Zumwalt: I think they’re a desperately important part of our national security to defeat those four forward objectives that I referred to.
Whiteley: As you reflect on the fact that the world is a dangerous place out there, there’s not a world rule-of-law, there’s a state of international anarchy. Are there viable ways to get the rule-of-law back so military force need not be such a part of keeping the peace?
Zumwalt: Yes, and I think we’ve made progress in that regard. My friends at the United Nations and in the State Department tell me that there’s been a dramatic return of interest on the part of the Third World to the United States in the last four years, that Third World leaders are coming to them and saying we no longer think that the Soviet Union is the wave of the future, we see the United States regaining its military capability, we see the United States making immense progress economically as compared to the Soviet Union. And they are beginning increasingly to vote our way. This increasing influence within the Third World gives us the capability to provide politically some stability that we were losing dramatically in the 70s.
Whiteley: You’ve argued eloquently for the need for strength, that America is not as strong as it was, it was regaining that strength, and that’s an integral part of our national security. If you turn your thinking to steps that would lower the risks of nuclear war, I’d like you to first start with steps that might lower the risks of conventional war, and then move to steps that might lower the risks of nuclear war.
Zumwalt: Well, with regard to conventional war I think that you’ve got to go a step further and say that the first thing that has to be eliminated is the Soviet desire and objective of subverting at the sublimited level, one nation after another. After all their open naked invasion of Afghanistan is the first time outside of Eastern Europe that they have used Soviets troops, and in all other cases they have managed to subvert regimes from within. And it is in opposition to that that the United States is likeliest to be forced at some point to get into a conventional conflagration. So the first step I think is to convince the Soviet Union that their nefarious activity at the sublimited level to undermine and terrorize governments should come to an end. If that can be done, if we can bring the Soviet Union, out of concern for our deterrent capability and out of economic opportunities from us, to behave in a different way then I think the likelihood of conventional war is greatly deterred.

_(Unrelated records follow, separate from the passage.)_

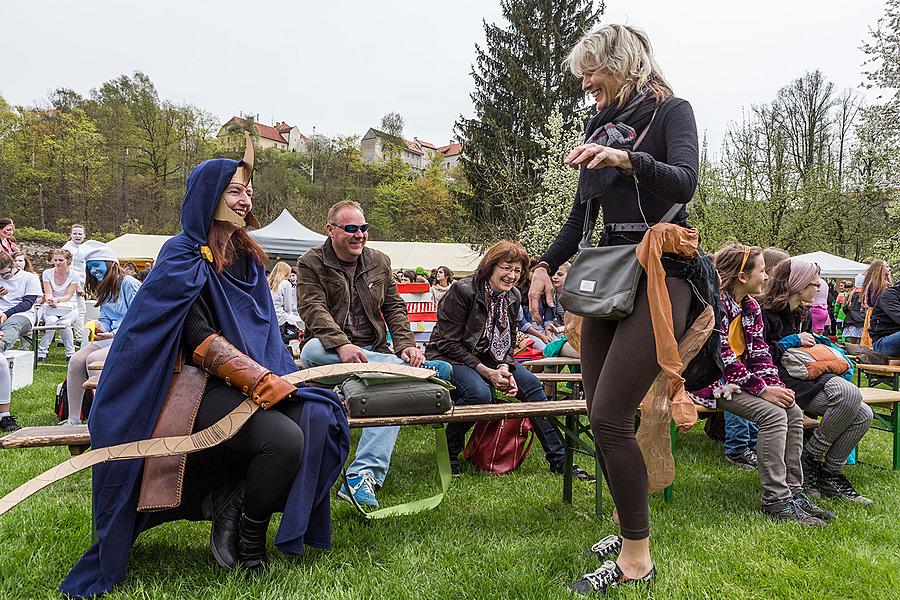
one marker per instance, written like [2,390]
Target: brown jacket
[323,298]
[462,313]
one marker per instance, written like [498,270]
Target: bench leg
[569,446]
[669,492]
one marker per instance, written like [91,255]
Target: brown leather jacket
[323,298]
[462,313]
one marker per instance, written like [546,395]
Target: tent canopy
[286,237]
[835,266]
[138,247]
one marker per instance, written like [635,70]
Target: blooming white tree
[558,183]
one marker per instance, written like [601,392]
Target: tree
[392,124]
[520,79]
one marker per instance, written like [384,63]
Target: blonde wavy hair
[280,272]
[624,51]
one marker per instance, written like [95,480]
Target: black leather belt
[624,227]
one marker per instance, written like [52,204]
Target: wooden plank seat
[564,414]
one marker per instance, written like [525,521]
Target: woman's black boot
[223,507]
[252,544]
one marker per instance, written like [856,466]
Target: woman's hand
[595,156]
[541,286]
[807,340]
[779,396]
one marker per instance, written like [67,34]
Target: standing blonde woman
[876,280]
[635,189]
[282,291]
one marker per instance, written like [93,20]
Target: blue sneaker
[362,487]
[444,370]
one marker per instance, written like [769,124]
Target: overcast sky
[339,65]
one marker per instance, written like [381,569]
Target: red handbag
[499,446]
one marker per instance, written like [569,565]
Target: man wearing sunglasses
[349,303]
[18,292]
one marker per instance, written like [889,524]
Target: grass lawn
[493,537]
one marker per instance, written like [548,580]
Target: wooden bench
[564,414]
[887,374]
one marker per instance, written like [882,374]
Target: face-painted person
[207,300]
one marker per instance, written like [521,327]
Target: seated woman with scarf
[475,332]
[114,292]
[845,418]
[207,302]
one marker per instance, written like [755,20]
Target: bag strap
[442,455]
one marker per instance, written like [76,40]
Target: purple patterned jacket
[752,371]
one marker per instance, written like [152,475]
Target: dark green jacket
[323,298]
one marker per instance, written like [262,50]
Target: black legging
[273,440]
[618,364]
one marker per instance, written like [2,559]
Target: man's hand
[413,356]
[541,286]
[595,156]
[807,340]
[351,353]
[779,396]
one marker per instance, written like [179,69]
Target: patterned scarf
[616,127]
[496,326]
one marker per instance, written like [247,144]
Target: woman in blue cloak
[207,300]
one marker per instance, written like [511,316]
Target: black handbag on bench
[384,395]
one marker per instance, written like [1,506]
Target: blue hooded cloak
[136,377]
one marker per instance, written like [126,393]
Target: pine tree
[520,79]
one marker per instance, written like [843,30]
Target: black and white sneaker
[806,504]
[789,510]
[611,544]
[8,424]
[745,460]
[836,485]
[607,576]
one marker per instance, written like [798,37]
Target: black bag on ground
[390,396]
[61,408]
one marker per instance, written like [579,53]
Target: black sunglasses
[351,229]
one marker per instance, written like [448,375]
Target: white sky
[338,66]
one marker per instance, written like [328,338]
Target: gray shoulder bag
[603,281]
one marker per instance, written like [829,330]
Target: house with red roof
[416,153]
[282,136]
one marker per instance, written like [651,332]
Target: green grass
[493,537]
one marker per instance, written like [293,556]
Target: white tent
[138,247]
[286,237]
[835,266]
[459,258]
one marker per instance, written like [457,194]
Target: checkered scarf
[617,128]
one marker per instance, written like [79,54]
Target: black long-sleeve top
[666,166]
[201,321]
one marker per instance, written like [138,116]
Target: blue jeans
[888,345]
[740,434]
[376,444]
[471,388]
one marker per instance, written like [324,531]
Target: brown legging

Whiteley: What about deterring nuclear war?
Zumwalt: There are, in my judgment, two ways to make it less likely. One is to destroy all our nuclear weapons and await the Soviet occupation of the United States. And the other is to build up such strength that the Soviet Union is deterred and then willing to negotiate with us verifiable and fair and balanced arms reductions.
Whiteley: Let’s move to actions that in the coming decades you’d like to see a number of groups take. Let’s start with the Congress. What actions by the Congress will enhance the prospects of peace?
Zumwalt: I would hope that over time we can regain the bipartisan consensus in support of national security and foreign policy which we had in the immediate post-World War II era when both Republicans and Democrats understood that the interests of the United States required us to have influence beyond our own borders, and that the aggressive expansionism of the Soviet Union could only be halted through a combination of power and influence and economic aid. I believe that is the primary course that we can take, and that a significant part of that is the build-up in our own military capabilities. But another very significant part of it is support by the powers for the aid that we give for both economic and military purposes overseas. We’re greatly outspent by the Soviet Union in that regard.
Whiteley: Admiral Zumwalt, thank you for sharing your insights today on the ways to a more peaceful world in the nuclear age.